We are in the season of gift-giving or, depending on what excites you more, gift-receiving. We have the wonderful assistance of ads to help us with the process. Some gifts, we are told, are gifts “that keep on giving,” like the annual subscription for Sports Illustrated my brother gives me. There are practical gifts, gag gifts, sentimental gifts. There are gifts that are “just right” for the specific relationship. And then there is the “perfect gift.” That is the store card or general credit card that allows the recipient to purchase whatever he or she really wants. Of course, the greater the money amount on the card, the more perfect the perfect gift becomes!

For four Sunday evenings we will consider the gifts that God our Father considers to be the true perfect gifts that keep on giving blessing after blessing. This evening we begin with the gift through which all the other gifts come.

Text

Let me read our text, and you should not have difficulty understanding what that special gift is.

Paul, an apostle of Christ Jesus by the will of God,

To the saints who are in Ephesus, and are faithful in Christ Jesus:

2 Grace to you and peace from God our Father and the Lord Jesus Christ.

3 Blessed be the God and Father of our Lord Jesus Christ, who has blessed us in Christ with every spiritual blessing in the heavenly places,

The special gift is the Christ-gift. Consider how just in these three verses he impacts everything.

Paul, an apostle of Christ Jesus by the will of God,

Paul is an apostle in the church made that way by the will of God. But Paul is an apostle of Christ Jesus. If he is not an apostle of Christ Jesus, he is an apostle of nothing. It is the Lord Jesus who stopped him in the middle of the road to Emmaus, who gave Paul the commission to carry his name “before the Gentiles and kings and the children of Israel,” even to “suffer for the sake of [his] name” (Acts 9:15-16). Paul received the gospel not “from any man” but “through a revelation of Jesus Christ” (Galatians 1:12). And that gospel was the death and resurrection of Jesus Christ. An apostle is commissioned to carry a message. Without Christ, Paul has no commission and no message.

But it not just a matter for Paul of not having a career. Without Christ, Paul himself remains lost. He has no Savior, no redemption. Paul had considered himself an apostle before Christ; he was an apostle for the law. He was so zealous in his cause that he embarked on a journey beyond the bounds of Palestine so as to promote the law and arrest law-breakers. But his credentials as law-keeper and law-enforcer were but rubbish. Without Christ, all his attempts at having a righteousness of his own came to nothing. But God gave to him the gift of Christ, both to save him and to make him an apostle.

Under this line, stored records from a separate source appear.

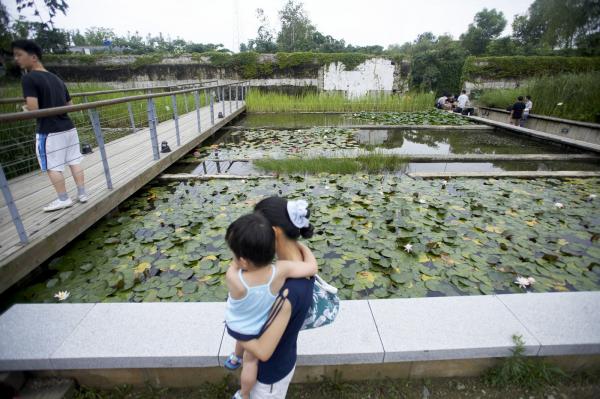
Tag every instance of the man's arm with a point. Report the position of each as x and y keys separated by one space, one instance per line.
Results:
x=264 y=346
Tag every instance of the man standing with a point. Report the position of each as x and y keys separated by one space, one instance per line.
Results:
x=57 y=142
x=463 y=101
x=516 y=112
x=528 y=107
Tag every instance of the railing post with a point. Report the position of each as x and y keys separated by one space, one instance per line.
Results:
x=100 y=141
x=152 y=127
x=12 y=207
x=212 y=107
x=197 y=102
x=176 y=118
x=223 y=99
x=131 y=119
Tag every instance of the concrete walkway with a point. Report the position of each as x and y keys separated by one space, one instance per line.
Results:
x=166 y=335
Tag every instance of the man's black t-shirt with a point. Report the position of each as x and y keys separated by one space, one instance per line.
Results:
x=518 y=108
x=50 y=92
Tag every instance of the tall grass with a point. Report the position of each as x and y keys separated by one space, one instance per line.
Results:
x=368 y=163
x=258 y=101
x=568 y=96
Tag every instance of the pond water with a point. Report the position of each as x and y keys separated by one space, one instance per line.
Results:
x=473 y=236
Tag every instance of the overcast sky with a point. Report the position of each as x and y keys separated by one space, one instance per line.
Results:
x=230 y=22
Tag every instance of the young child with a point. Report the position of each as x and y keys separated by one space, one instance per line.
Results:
x=254 y=282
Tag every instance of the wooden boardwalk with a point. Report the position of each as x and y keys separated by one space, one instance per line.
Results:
x=131 y=166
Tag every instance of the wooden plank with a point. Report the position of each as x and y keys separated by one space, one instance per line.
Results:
x=189 y=176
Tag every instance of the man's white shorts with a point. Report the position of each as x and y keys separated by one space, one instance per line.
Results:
x=55 y=150
x=272 y=391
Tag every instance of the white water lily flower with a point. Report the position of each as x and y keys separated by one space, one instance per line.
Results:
x=522 y=282
x=62 y=295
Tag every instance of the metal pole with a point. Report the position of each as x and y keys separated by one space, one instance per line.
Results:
x=212 y=108
x=176 y=119
x=12 y=207
x=100 y=141
x=223 y=99
x=152 y=126
x=197 y=101
x=131 y=119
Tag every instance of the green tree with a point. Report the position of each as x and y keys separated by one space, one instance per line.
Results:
x=487 y=25
x=296 y=29
x=559 y=23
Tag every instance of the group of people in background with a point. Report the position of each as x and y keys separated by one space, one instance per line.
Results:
x=459 y=104
x=519 y=111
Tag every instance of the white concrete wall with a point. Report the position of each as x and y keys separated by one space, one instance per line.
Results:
x=376 y=74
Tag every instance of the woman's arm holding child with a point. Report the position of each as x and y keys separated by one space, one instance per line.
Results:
x=297 y=269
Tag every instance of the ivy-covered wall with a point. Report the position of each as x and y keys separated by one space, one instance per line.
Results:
x=523 y=67
x=247 y=65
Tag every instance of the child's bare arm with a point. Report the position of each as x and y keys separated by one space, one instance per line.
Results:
x=297 y=269
x=234 y=285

To the saints who are in Ephesus, and are faithful in Christ Jesus:

Paul addresses his readers. They are saints, i.e. they are “agios,” people who “set apart” by God. That is the essential meaning of saint. The saints are made saints because they are set apart in Christ Jesus. As the verses will make clear, they are chosen by God in Christ (v. 4); they are adopted as God’s children through Christ (v. 5); they are redeemed by Christ’s blood and receive forgiveness of their trespasses in him (v. 7). Without Christ they were dead in their trespasses and children of wrath (2:1, 3). But they were made alive with Christ and shown kindness in Christ Jesus (2:4, 6).  It is in Christ Jesus that they are brought near to God by his blood (2:13). It is upon Christ Jesus as the cornerstone that they grow into an “agios” holy temple in the Lord (2:21). Without the gift of Christ they are not saints. If they are set apart for anything, it is for destruction.

“In Ephesus” may or may not be in the original. This could have been a letter intended to be circulated among churches that included Ephesus. The other main descriptor of the readers is that they are faithful. The saints are faithful, but they are faithful in Christ Jesus. They have faith in Christ, but that faith is not their own; it is a gift of God. The power that God the Father gives to us to be faithful is the power that he worked in Christ. We are filled with the fullness of God as we know the love of Christ. We were given grace and gifts by Christ. We grow into faith and knowledge of Christ. We live according to the way we “learned Christ.” We walk in love “as Christ loved us (5:2). We are light in the Lord (5:8). Whether we are wives or husbands or children or parents or even slaves, we live with Christ as our model. There is no sense of faithfulness if we are not faithful in Christ and to Christ.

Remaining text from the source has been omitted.